Actually, you're pretty spoiled for choice when it comes to World Heritage sites in Kyoto, as the prefecture has a whopping 17 properties included on the prestigious list.
I visited another temple next, Shakado, which isn't on the list but was most accessible given my shit map reading skills. That bought me up to my two-temple-a-day quota and the rest of my afternoon was spent zooming down alleyways and plonking about sidewalk shops.
Near the end I got lured into a Kimono factory on payment of 100 yen. Initially I thought I'd been stung when one of the craftsman tried hard to sell me expensive boogie rags, it was the first time my ignorance of japanese worked in my favour. I just smiled and slowly backed away, bowing. Although good news for trees, the whole concept of a handkerchief is disgusting. But, the place turned out to be quite decent, I was shown the various stages of pattern and colour application to kimono fabric which was interesting.
Back at GHBB I had the good fortune to meet two boys from Oz, Matt & Adam. It was so nice to finally have people to speak with! That they were highly entertaining and offbeat AND had apple flavoured vodka only increased my esteem for both and I'm extremely glad to have met them. Unfortunately that night was their last in Kyoto and so I have now returned to my aphasiac state, more acutely aware of how much I miss speaking with my friends.
Today I went on a 5hr walking tour of the back streets of Kyoto with the colourful Johnny Hillwalker. 'That's HILLwalker, not Walker'. The tour runs a few times per week and he's been doing it for the past 11 years. I wonder how many times he's made that joke?

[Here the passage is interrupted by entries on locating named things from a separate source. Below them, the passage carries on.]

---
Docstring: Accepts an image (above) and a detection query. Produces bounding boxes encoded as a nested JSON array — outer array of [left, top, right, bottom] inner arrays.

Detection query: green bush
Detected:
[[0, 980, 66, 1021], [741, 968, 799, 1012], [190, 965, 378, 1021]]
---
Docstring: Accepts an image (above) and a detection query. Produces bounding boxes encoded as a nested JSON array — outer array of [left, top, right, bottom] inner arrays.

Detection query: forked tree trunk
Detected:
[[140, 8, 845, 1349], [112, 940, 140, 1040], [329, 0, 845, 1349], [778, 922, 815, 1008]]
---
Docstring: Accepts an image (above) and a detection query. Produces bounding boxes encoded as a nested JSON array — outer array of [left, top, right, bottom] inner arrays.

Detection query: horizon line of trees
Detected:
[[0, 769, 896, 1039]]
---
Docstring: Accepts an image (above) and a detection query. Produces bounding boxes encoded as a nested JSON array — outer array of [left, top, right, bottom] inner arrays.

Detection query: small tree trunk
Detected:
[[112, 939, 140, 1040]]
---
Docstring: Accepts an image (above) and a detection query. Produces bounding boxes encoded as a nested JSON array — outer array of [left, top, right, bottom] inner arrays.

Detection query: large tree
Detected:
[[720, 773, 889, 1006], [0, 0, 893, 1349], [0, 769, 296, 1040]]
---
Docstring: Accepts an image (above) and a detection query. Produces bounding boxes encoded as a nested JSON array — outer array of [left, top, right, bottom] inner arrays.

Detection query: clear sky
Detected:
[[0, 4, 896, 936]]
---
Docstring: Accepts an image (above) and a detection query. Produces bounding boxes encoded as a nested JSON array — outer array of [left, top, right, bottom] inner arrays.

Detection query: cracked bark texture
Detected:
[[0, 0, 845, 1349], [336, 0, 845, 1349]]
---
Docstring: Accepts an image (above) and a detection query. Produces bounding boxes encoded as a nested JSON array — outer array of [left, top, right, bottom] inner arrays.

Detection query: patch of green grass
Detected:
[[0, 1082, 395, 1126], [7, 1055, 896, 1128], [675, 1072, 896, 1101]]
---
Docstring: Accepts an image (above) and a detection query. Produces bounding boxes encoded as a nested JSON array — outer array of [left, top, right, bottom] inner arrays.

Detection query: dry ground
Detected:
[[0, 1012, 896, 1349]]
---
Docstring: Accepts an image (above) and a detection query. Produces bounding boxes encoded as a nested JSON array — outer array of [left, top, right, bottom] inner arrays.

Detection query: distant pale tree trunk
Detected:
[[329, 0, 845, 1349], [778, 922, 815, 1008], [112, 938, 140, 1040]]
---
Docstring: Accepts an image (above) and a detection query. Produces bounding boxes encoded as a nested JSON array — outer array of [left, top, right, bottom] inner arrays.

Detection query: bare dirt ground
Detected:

Although it must be said, with all those years under his belt, he's been able to refine his commentary to perfection and gave very concise and insightful information on a wide range of cultural peculiarities. The tour avoided the usual tourist hotspots and we were shown around generational workshops of fan makers, prayer bead producers, tea canister manufacturers, tatami mat makers and potters. All of these goods are hand made by families and not mass produced in factories, ensuing high quality and often hefty prices.
He also showed us a geisha school (from the outside) and gave an interesting account of their training and practices. We wondered around their stomping grounds, peering at tea houses, but unfortunately our timing was out and we didn't manage to spot any geisha.
The tour was a great way to learn some interesting cultural characteristics and a very pleasant way to spend a day in Kyoto, though unfortunately, I did manage a couple of grievances;
1. In a group of 30 sweating westerners, all wanting to take the same photo, I hadn't yet felt like such an intrusive foreigner. I would happily have paid more to be in a less imposing number.
2. The little boy who, even before the tour, was complaining that he didn't want to walk. And, who's parents allowed him free rain to interrupt and disrespect the entire length of our course.
As a very sage friend once said: Anybody who takes children under the age of 15 on holiday should be shot.